Germany’s Left party has chosen two candidates for its dual leadership. In the first of two votes, delegates opted for 34-year-old Katja Kipping, while Bernd Riexinger won the second spot.
Germany's Left party opted for youth over experience in a leadership vote that saw Kipping take on 63-year-old Dora Heyenn.
At the vote during the party conference day in Göttingen, Kipping won 67 percent the 553 delegates' votes to choose a joint leader, while Heyenn garnered just above 29 percent.
In her speech ahead of the vote, Kipping called for "an awaking from entrenched thinking, and instead acting together as one."
In the dual leadership of the party, one of the leaders chosen is always a woman with the second vote taking place for either a man or woman.
Among those standing in the second vote were deputy parliamentary party leader, Dietmar Bartsch, and Baden-Wurttemberg state chairman Bernd Riexinger.
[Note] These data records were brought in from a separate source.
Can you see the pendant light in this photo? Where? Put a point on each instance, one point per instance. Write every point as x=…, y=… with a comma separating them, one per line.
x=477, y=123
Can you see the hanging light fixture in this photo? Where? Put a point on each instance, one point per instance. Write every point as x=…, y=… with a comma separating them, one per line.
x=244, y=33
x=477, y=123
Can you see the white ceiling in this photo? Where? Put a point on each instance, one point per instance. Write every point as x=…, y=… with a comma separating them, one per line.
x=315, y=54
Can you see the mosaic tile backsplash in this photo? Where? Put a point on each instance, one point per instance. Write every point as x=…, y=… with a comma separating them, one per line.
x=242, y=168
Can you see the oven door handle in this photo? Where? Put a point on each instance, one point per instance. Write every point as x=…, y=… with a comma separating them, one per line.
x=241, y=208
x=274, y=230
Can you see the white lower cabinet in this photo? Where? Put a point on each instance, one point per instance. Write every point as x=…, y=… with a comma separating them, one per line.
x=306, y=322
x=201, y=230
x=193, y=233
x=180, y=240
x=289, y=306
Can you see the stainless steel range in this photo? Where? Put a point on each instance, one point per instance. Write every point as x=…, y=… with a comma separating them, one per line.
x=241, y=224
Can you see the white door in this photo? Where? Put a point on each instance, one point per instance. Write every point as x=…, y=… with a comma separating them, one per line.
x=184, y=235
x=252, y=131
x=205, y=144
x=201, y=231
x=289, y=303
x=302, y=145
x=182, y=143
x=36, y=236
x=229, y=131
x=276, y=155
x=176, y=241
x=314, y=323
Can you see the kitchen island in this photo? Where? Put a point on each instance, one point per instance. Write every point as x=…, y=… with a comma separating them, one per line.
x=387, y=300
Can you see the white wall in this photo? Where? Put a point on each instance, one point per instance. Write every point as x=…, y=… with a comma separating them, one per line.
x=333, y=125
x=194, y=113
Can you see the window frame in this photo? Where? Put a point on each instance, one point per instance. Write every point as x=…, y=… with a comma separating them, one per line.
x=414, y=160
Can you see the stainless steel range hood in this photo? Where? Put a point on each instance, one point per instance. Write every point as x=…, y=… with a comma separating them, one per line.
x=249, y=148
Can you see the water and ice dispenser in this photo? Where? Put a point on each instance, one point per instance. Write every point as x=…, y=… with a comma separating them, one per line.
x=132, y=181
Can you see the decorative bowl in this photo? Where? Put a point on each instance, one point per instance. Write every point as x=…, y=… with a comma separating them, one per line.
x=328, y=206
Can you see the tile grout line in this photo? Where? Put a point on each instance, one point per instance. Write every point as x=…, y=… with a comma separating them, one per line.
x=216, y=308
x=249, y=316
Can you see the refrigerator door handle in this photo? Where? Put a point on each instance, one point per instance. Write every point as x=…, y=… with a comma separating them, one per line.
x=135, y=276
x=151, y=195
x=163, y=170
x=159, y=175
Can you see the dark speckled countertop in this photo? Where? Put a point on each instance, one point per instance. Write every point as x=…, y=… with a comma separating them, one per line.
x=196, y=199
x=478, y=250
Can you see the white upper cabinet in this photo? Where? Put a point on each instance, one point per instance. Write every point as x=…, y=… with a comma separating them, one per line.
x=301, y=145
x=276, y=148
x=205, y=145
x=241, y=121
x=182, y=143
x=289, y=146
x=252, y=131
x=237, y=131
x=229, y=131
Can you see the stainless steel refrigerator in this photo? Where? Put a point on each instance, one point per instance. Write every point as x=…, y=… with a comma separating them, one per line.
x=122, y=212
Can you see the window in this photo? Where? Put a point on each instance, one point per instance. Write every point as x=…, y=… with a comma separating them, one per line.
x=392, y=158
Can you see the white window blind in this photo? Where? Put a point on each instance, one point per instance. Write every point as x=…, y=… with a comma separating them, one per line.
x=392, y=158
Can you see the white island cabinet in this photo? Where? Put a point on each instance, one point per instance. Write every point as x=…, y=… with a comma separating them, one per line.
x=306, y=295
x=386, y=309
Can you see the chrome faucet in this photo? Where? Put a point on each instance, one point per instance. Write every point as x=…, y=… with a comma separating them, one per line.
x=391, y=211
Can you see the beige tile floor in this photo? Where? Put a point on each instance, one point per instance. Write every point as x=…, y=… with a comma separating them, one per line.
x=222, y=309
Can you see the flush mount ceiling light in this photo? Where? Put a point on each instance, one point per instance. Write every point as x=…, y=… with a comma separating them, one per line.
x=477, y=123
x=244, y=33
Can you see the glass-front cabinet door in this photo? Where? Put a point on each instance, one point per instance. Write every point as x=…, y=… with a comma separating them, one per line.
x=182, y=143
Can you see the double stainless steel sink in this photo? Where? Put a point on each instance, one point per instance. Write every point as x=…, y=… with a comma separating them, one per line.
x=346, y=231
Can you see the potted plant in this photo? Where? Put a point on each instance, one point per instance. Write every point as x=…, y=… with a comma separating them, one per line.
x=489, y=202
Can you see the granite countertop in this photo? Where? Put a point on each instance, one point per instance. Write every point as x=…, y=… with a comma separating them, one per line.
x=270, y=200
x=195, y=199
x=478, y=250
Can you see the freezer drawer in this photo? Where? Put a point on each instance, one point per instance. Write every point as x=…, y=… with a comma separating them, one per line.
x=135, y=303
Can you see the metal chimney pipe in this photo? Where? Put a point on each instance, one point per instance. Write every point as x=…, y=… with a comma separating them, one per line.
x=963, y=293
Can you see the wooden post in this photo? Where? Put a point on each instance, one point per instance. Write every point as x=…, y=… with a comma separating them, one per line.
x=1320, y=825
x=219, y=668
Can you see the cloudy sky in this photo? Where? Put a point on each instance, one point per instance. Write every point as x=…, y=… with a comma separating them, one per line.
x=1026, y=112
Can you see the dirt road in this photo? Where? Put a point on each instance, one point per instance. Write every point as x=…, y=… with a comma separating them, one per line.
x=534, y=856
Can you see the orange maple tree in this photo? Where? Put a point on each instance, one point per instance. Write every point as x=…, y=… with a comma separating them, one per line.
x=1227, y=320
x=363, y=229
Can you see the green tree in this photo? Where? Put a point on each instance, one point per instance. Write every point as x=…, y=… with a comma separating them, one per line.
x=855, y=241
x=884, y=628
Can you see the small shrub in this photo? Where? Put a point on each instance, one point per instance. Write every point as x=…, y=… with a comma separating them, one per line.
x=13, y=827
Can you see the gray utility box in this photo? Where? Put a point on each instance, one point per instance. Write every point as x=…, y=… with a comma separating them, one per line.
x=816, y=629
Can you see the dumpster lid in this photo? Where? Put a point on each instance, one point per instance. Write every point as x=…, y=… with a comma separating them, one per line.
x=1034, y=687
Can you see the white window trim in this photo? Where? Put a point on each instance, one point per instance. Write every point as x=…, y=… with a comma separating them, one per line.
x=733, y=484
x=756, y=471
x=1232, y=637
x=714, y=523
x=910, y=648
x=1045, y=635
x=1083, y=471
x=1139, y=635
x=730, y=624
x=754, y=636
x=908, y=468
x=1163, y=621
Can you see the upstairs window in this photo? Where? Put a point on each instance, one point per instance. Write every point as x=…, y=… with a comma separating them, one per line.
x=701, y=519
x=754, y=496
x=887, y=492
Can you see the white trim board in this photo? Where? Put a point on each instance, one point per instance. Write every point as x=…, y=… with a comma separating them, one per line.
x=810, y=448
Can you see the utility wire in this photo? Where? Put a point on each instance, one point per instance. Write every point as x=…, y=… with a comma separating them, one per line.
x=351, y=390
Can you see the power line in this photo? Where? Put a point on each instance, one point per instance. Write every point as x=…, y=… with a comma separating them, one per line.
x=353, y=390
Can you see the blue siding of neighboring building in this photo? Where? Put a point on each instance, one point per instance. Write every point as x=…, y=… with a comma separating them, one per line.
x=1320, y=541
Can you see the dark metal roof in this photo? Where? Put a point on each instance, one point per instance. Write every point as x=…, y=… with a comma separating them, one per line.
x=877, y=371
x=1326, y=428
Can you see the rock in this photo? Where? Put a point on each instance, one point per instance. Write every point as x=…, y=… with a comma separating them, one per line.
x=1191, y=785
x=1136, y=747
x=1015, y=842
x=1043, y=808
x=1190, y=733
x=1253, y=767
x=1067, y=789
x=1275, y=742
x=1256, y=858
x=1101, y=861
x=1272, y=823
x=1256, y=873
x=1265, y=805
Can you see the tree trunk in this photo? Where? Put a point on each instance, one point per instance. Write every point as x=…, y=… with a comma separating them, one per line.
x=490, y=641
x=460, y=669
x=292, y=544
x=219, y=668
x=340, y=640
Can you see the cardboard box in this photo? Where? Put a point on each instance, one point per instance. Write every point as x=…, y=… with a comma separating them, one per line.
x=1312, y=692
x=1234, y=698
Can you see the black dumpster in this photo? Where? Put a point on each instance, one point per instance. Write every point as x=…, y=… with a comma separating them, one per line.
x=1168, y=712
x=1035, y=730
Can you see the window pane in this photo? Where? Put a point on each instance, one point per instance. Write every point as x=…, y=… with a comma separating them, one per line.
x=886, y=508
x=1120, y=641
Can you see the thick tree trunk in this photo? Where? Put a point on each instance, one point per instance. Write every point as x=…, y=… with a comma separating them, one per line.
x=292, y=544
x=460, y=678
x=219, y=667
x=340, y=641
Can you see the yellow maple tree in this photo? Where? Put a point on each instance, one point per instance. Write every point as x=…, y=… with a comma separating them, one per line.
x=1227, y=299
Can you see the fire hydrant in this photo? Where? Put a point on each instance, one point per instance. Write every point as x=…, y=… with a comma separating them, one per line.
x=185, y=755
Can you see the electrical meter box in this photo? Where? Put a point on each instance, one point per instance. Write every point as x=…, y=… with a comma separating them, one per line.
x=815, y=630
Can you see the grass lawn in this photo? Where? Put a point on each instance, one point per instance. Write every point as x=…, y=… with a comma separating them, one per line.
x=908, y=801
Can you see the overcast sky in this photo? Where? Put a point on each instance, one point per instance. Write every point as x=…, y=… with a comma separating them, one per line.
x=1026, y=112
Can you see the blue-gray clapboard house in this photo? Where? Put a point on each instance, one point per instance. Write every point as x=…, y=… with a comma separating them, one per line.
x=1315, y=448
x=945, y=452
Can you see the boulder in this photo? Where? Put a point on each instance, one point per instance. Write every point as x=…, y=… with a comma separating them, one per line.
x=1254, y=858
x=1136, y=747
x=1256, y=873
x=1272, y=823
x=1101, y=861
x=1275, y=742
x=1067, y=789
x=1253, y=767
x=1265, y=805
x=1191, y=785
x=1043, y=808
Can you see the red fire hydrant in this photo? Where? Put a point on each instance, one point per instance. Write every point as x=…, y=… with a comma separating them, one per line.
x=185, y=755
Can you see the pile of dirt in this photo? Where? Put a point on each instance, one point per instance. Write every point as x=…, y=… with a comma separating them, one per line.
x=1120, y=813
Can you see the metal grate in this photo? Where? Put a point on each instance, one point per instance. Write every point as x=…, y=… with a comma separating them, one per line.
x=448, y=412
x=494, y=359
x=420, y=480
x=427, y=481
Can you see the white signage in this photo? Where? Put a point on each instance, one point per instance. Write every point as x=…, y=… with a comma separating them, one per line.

Riexinger ended up winning the party's second chair position, beating out Bartsch 297 to 251.
Party vice chair Sahra Wagenknecht - understood to be supported by former party leader Oskar Lafontaine - ended speculation that she might stand in the second vote, saying she did not wish to polarize the party.
Earlier, outgoing co-chairman Klaus Ernst had told delegates the party was in danger of fragmenting. A divide exists along the lines of a more pragmatic school of thought in the former East German states, and a more radical western faction.
The party won 11.9 percent of the vote in national elections in 2009, but its support has since slipped to 7 percent.